In [1]:
import scipy
import numpy as np
import pandas as pd
import plotly.plotly as py
import visplots
from plotly.graph_objs import *
from plotly.offline import download_plotlyjs, init_notebook_mode, iplot
from sklearn import preprocessing, metrics
from sklearn.cross_validation import train_test_split, cross_val_score
from sklearn.neighbors import KNeighborsClassifier
from sklearn.ensemble import RandomForestClassifier
from sklearn.tree import DecisionTreeClassifier
from sklearn.grid_search import GridSearchCV, RandomizedSearchCV
from scipy.stats.distributions import randint
init_notebook_mode()
print("libraries all imported, ready to go")
In [2]:
# Import the data and explore the first few rows
dataset_path = "./processed_data/spam_dataset.csv"
dataset = pd.read_csv(dataset_path, sep=",", )
dataset_name = "Spam"
dataset.head()
In [ ]:
cols = dataset.columns.tolist()
cols = cols[2:] + [cols[1]]
dataset = dataset[cols]
dataset.head()
In [ ]:
dataset = dataset.dropna()
In [ ]:
# Convert to numpy array and check the dimensionality
npArray = np.array(dataset)
print(npArray.shape)
In [ ]:
header = dataset.columns.values
header
In [ ]:
# Split to input matrix X and class vector y
X = npArray[:,:-1].astype(float)
y = npArray[:,-1]
# Print the dimensions of X and y
print ("X dimensions:", X.shape)
print ("y dimensions:", y.shape)
In [ ]:
# Print the y frequencies
yFreq = scipy.stats.itemfreq(y)
print(yFreq)
In [ ]:
# Copy out the class labels (useful for plotting)

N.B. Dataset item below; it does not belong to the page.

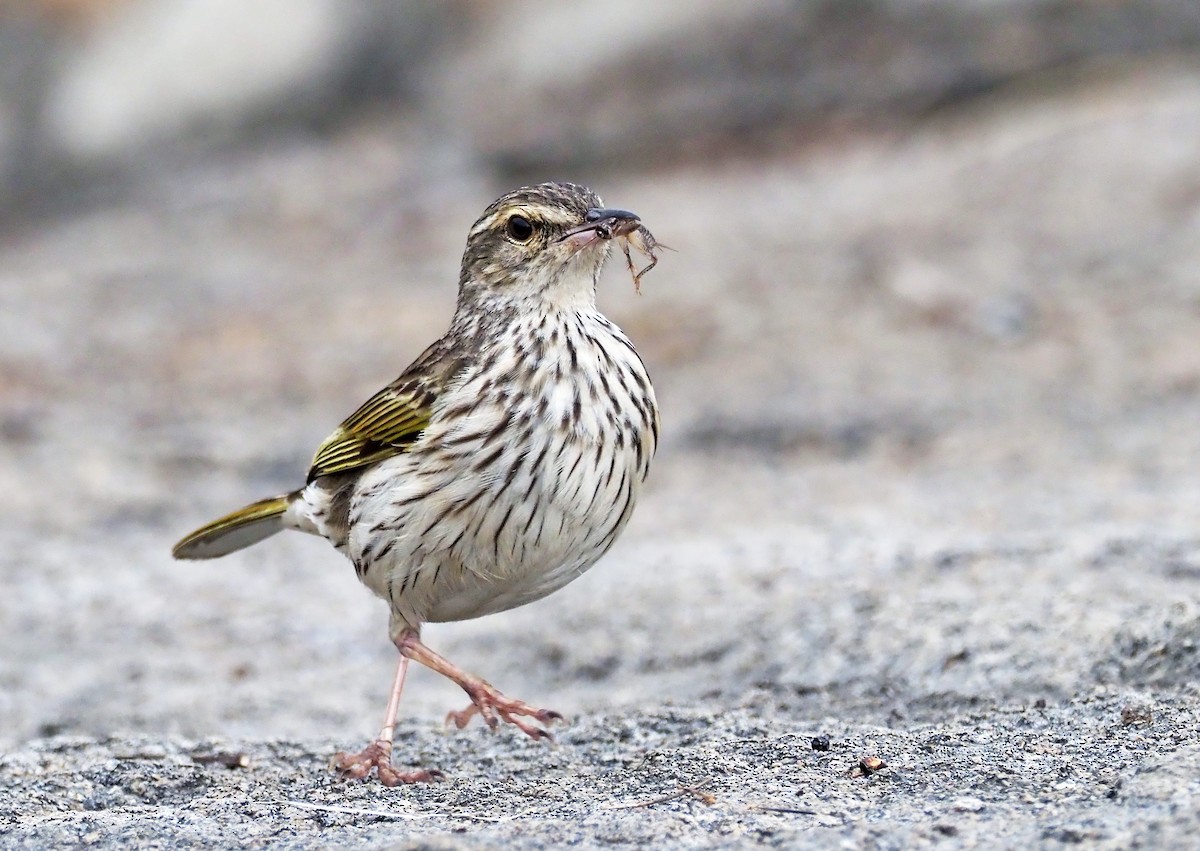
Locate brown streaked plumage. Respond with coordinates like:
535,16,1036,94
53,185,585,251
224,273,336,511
174,184,659,785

class_lables = [yFreq[0][0], yFreq[1][0]]
print(class_lables)
In [ ]:
# Convert the categorical to numeric values, and print the y frequencies
le = preprocessing.LabelEncoder()
y = le.fit_transform(y)
yFreq = scipy.stats.itemfreq(y)
print(yFreq)
In [ ]:
# Display the y frequencies in a barplot with Plotly
# (1) Create the Data object
data = [
Bar(
x = [class_lables[0], class_lables[1]],
y = [yFreq[0][1], yFreq[1][1]],
marker = dict(color=['blue','red'])
)
]
# (2) Create a Layout object
layout = Layout(
xaxis = dict(title = dataset_name),
yaxis = dict(title = "Count"),
width = 500
)
# (3) Create a Figure object
fig = dict(data = data, layout = layout)
# (4) Plot
iplot(fig)
In [ ]:
dataset.describe()
In [ ]:
# Create a boxplot of the raw data
nrow, ncol = X.shape
data = [
Box(
y = X[:,i], # values to be used for box plot
name = header[i], # label (on hover and x-axis)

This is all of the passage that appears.